2012/10/30

HSBC pays little attention to the prevention of email phishing.

I received an email from HSBC about annual service fee.  Usually, if I receive an email from a bank, I will open the email header to identify if it is really coming from a bank or it is just a phishing email.  For the HSBC's email, the sender domain is checked ok.  However, there is no DKIM messages in the email header.  To probe further on email protection, I tried to dig the SPF records of hsbc.com.hk.  Oh no, its SPF is based on "soft fail".  That is a poor setting.   Without the proper use of SPF and DKIM, I can conclude that HSBC pays little attention to the prevention of email phishing.

2012/10/28

BlueScreenView

I hate Windows Blue Screen of Death (BSOD).   Just yesterday, one Windows 7 experienced BSOD three times a day.  After reboot, I decided to use BlueScreenView to look at the dump file.  It was shown that the driver athurx.sys caused the hang up.  The driver was used by TP-LINK wireless adaptor and the remedy was to re-install the latest driver from TP-LINK website.  Seems resolved now but have to wait for some more days to verify the stability.


2012/10/23

Resources Public Key Infrastructure (RPKI)

My colleagues in HKSAR Government have successfully signed the routing prefixes with RPKI and the results could be checked over Hurricane Electric's BGP portal.














I guess the HKSAR Government is the first entity in Hong Kong to adopt RPKI signing to secure the global routing infrastructure.  RPKI signing is just one part.  For routers to be able to validate RPKI, the routers must be able to support RPKI and there is a need to establish an RPKI-validating cache server with trust anchors of the five RIRs configured.  Again,  I have no doubt that the Government will be the first entity in Hong Kong to adopt the full set of RPKI configurations.

2012/10/20

Hotmail and Yahoo email service


A female boss (Miss Erica Yuen) is recruiting an assistant in Facebook.  One statement she made is that " If you are using Hotmail or Yahoo Mail, sorry that you will not be considered. If you can tolerate such poor email service, you are not the kind of person I am looking for."

I have to report this to senior people in Yahoo in US. 


2012/10/06

multiple servers for a website

I find the following announcement in a popular website very crazy:

"Dear members,

We have added more servers to deal with traffic increase.  Please remember to access the domain names vip.abc.com, www2.abc.com, www3.abc.com and www4.abc.com. "

It is absolutely not necessary to ask members to memorize the additional domain names. Users will be confused about which one to use at a particular time.  Just a single domain name "www.abc.com" will be fine and with the use of DNS round robin pointing to several IP addresses, the loading of the servers can be evenly distributed.

Just take a look at www.cnn.com:

[localhost~]# dig www.cnn.com +short
www.cnn.com.vgtf.net.
cnn-lax.gslb.vgtf.net.
157.166.241.11
157.166.240.11
157.166.240.13
157.166.241.10
[localhost~]#

Can't stop myself from laughing....

2012/10/03

The first three IPv6 websites in HK

Here is the screen shot of the first three IPv6 websites in HK registered with sixy.ch dated back about 1000 days ago.
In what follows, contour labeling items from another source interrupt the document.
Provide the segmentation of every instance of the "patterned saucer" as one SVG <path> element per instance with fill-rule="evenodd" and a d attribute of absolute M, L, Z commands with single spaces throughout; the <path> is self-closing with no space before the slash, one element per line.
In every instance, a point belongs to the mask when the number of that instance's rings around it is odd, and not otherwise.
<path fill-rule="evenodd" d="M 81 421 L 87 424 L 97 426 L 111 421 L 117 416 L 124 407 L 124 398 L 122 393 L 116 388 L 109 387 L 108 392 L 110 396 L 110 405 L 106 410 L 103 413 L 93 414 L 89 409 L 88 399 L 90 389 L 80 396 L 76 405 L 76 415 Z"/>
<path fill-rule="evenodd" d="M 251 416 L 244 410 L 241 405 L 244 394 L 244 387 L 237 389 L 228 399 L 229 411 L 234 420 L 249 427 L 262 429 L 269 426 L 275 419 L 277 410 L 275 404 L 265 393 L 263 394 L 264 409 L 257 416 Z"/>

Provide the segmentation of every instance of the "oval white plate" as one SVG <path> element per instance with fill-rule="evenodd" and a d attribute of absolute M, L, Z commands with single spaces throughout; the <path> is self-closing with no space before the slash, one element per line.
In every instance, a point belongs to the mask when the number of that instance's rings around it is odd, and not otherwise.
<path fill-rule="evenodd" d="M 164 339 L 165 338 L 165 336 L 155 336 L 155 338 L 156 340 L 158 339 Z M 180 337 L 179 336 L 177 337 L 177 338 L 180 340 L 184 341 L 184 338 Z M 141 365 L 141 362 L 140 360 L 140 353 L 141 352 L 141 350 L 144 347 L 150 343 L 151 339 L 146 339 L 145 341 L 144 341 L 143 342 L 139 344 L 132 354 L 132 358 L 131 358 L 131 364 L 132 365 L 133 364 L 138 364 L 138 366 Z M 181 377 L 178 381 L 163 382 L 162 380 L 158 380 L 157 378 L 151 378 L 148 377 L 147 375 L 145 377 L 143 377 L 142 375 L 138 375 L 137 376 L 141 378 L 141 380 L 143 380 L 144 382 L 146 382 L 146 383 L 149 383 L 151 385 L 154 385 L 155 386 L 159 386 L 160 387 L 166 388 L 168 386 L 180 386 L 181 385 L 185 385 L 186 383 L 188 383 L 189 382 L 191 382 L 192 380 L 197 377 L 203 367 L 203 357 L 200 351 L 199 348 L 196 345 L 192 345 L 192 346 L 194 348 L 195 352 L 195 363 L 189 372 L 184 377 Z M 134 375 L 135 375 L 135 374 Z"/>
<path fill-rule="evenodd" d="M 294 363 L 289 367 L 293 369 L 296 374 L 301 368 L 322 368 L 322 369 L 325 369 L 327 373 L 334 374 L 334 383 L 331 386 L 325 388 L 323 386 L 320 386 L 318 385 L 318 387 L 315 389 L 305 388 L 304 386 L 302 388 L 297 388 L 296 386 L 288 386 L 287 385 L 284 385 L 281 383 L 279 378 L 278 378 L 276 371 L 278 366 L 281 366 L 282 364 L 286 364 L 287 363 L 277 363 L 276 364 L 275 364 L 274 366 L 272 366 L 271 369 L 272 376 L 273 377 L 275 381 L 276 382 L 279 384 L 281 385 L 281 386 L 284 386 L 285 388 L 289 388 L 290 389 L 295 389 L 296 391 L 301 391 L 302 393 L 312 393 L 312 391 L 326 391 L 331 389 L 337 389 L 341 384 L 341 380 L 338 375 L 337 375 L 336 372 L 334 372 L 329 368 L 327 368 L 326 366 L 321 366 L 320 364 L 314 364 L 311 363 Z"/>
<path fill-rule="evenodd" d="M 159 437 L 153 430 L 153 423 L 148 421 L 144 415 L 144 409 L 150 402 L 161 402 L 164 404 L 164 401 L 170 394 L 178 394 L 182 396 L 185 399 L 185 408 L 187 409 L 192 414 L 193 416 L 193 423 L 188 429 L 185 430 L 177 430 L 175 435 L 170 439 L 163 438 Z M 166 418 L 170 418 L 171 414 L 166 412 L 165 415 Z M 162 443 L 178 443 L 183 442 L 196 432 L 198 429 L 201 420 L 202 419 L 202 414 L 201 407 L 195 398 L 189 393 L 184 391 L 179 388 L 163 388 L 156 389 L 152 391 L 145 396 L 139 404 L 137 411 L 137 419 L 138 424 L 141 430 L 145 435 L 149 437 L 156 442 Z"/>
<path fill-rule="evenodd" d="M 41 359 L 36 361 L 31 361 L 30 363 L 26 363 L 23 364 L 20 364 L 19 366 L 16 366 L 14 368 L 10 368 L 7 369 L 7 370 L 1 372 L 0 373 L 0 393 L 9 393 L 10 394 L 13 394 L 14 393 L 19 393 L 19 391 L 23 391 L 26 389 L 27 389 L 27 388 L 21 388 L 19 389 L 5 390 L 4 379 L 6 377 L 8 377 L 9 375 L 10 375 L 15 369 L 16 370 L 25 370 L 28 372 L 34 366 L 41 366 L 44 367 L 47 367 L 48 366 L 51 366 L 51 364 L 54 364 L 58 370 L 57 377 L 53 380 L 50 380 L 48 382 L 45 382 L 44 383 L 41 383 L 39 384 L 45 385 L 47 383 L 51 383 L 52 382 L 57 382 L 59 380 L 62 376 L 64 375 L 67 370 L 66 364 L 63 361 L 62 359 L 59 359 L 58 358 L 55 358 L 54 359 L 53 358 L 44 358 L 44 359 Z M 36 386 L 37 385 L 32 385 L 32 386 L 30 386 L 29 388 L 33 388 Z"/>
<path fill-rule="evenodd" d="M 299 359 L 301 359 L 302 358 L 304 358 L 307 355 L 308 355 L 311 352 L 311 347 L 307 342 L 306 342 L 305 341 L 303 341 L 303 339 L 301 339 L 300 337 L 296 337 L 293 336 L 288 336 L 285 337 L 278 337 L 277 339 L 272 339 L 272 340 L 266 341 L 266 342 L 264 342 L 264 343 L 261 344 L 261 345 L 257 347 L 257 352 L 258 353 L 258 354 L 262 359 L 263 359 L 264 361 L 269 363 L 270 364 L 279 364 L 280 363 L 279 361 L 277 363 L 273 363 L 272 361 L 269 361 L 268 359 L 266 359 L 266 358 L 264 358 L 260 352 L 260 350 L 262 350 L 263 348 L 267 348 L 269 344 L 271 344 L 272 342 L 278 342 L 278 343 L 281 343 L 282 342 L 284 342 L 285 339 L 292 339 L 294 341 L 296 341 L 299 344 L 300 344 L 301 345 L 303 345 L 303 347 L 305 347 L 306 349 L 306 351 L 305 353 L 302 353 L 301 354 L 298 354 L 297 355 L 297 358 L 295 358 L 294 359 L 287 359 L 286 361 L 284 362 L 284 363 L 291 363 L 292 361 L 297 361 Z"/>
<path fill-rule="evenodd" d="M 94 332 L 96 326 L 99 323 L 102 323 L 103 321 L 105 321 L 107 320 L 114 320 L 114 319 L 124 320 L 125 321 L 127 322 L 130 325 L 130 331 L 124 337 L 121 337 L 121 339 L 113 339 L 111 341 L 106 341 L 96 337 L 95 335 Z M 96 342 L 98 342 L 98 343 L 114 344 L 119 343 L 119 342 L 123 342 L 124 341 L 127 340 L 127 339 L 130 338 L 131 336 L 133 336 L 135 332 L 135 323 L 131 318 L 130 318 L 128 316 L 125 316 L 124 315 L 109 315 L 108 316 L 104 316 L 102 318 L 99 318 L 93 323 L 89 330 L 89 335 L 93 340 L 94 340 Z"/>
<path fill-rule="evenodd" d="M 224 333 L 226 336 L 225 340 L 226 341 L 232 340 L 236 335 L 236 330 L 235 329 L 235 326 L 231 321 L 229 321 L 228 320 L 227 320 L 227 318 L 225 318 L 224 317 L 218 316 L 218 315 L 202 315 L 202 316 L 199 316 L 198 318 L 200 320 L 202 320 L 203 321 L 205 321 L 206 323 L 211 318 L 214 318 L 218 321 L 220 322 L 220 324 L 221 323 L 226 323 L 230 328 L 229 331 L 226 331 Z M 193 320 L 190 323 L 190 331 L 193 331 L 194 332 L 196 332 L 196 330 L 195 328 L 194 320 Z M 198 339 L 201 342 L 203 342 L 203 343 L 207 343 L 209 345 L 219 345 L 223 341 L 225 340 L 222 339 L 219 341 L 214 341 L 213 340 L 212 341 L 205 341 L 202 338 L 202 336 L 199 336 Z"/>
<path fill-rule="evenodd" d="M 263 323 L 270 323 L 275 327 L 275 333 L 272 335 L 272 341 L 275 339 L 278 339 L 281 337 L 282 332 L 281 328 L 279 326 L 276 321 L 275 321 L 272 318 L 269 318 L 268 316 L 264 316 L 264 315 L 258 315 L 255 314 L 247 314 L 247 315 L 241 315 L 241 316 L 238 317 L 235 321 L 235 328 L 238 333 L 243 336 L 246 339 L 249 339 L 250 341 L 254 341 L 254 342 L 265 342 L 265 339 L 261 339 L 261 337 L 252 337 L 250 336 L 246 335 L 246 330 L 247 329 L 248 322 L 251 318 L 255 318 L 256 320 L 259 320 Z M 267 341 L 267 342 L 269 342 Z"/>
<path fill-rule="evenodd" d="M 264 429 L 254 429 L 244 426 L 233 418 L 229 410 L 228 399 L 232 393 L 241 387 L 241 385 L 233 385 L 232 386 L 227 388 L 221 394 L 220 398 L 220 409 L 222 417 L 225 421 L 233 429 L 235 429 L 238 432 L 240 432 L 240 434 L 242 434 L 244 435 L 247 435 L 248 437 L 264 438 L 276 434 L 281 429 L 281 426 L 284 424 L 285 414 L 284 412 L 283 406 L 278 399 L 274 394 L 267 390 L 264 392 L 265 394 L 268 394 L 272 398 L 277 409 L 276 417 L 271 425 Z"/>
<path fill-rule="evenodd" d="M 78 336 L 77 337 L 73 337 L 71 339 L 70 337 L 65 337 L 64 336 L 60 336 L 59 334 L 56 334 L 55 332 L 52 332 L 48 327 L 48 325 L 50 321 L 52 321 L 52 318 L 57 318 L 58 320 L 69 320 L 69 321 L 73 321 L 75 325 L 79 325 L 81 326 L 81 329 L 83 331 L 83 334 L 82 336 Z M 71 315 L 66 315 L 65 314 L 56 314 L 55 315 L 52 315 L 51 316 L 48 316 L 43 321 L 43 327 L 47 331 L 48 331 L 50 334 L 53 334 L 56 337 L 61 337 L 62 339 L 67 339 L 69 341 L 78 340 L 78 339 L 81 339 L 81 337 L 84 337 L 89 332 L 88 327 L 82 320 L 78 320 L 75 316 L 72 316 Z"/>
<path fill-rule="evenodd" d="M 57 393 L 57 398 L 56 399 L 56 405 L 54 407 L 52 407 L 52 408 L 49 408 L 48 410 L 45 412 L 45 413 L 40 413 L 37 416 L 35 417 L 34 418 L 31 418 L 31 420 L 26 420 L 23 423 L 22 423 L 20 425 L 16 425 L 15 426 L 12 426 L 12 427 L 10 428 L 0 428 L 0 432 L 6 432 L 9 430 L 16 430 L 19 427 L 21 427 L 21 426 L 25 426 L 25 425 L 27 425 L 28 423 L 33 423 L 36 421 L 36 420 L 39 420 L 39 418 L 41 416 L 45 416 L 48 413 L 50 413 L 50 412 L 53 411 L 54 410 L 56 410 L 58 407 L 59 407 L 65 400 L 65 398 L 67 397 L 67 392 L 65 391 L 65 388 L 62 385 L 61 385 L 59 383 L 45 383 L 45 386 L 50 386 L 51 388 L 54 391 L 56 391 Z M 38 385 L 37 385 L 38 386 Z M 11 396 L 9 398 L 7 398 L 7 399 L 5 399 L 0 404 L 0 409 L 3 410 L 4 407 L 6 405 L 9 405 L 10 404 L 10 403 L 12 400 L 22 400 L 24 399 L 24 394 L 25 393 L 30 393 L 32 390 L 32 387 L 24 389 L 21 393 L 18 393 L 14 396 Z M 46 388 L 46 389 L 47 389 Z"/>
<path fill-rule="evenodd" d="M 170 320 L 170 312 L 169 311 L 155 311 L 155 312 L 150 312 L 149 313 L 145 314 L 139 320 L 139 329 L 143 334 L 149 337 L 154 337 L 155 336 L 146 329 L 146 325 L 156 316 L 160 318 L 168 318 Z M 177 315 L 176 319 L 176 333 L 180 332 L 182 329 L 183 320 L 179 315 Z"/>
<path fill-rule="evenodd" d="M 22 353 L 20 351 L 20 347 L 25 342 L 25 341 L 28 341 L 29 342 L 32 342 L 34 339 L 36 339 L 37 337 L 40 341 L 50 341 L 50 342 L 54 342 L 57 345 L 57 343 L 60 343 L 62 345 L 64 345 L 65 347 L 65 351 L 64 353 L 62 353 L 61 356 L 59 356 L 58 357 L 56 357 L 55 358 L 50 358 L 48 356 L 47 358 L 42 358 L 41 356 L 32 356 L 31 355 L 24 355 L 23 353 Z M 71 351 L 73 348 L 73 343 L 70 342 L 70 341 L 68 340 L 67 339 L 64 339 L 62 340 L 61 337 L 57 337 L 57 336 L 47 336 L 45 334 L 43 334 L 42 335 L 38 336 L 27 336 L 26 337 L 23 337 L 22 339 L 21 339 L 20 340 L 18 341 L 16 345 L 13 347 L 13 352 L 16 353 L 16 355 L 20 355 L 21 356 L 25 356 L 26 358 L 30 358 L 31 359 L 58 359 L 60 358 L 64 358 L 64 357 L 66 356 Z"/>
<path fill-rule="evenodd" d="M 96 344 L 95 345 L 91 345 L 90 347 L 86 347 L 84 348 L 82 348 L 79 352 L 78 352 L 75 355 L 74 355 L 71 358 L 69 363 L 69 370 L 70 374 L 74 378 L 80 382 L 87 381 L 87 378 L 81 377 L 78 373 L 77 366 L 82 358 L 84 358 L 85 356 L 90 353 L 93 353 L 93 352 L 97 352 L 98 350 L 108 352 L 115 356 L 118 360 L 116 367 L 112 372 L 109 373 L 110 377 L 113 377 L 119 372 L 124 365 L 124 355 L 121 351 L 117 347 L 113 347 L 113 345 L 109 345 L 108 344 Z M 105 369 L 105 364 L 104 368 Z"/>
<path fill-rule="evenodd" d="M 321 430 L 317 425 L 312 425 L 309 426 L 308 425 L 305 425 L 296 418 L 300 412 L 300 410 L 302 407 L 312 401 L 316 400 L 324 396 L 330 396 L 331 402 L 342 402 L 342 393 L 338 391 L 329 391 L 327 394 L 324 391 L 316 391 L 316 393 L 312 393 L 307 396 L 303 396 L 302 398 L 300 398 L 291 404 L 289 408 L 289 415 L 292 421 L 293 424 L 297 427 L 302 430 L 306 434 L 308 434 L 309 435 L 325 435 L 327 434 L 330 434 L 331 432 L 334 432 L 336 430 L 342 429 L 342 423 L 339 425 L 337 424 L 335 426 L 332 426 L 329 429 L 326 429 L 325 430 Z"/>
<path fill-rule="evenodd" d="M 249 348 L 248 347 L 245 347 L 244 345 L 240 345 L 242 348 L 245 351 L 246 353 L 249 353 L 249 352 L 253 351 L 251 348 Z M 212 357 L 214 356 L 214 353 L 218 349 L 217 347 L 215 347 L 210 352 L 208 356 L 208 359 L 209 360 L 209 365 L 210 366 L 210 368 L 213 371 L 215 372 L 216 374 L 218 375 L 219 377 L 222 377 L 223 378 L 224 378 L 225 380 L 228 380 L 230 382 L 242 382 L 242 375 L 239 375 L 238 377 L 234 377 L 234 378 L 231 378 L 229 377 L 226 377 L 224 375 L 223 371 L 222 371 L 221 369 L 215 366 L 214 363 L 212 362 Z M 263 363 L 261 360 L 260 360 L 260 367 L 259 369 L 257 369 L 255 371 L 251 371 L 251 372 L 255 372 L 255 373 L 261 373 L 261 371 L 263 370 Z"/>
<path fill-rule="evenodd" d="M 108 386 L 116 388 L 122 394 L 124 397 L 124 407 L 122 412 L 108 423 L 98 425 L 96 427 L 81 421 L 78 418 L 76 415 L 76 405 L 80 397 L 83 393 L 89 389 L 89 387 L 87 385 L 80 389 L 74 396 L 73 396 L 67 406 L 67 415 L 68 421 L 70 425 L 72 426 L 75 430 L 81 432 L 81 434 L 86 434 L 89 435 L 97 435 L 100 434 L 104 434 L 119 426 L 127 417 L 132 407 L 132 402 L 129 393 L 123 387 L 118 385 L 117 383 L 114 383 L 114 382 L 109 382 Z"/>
My managed website bya.org.hk came as the second.  Great work.

2012/10/02

US Government IPv6 Deadline

The US Government previously imposed a deadline that by 30 Sept 2012, all Federal agencies must have their public-facing servers running on IPv6.  The deadline has passed already.  Less than 30 % of Federal websites are operating with IPv6.  The situation of mail and DNS servers are even worse. This is the statistics provided by NIST one week ago.
















A question remains.  How to push these Federal agencies to quickly deploy IPv6?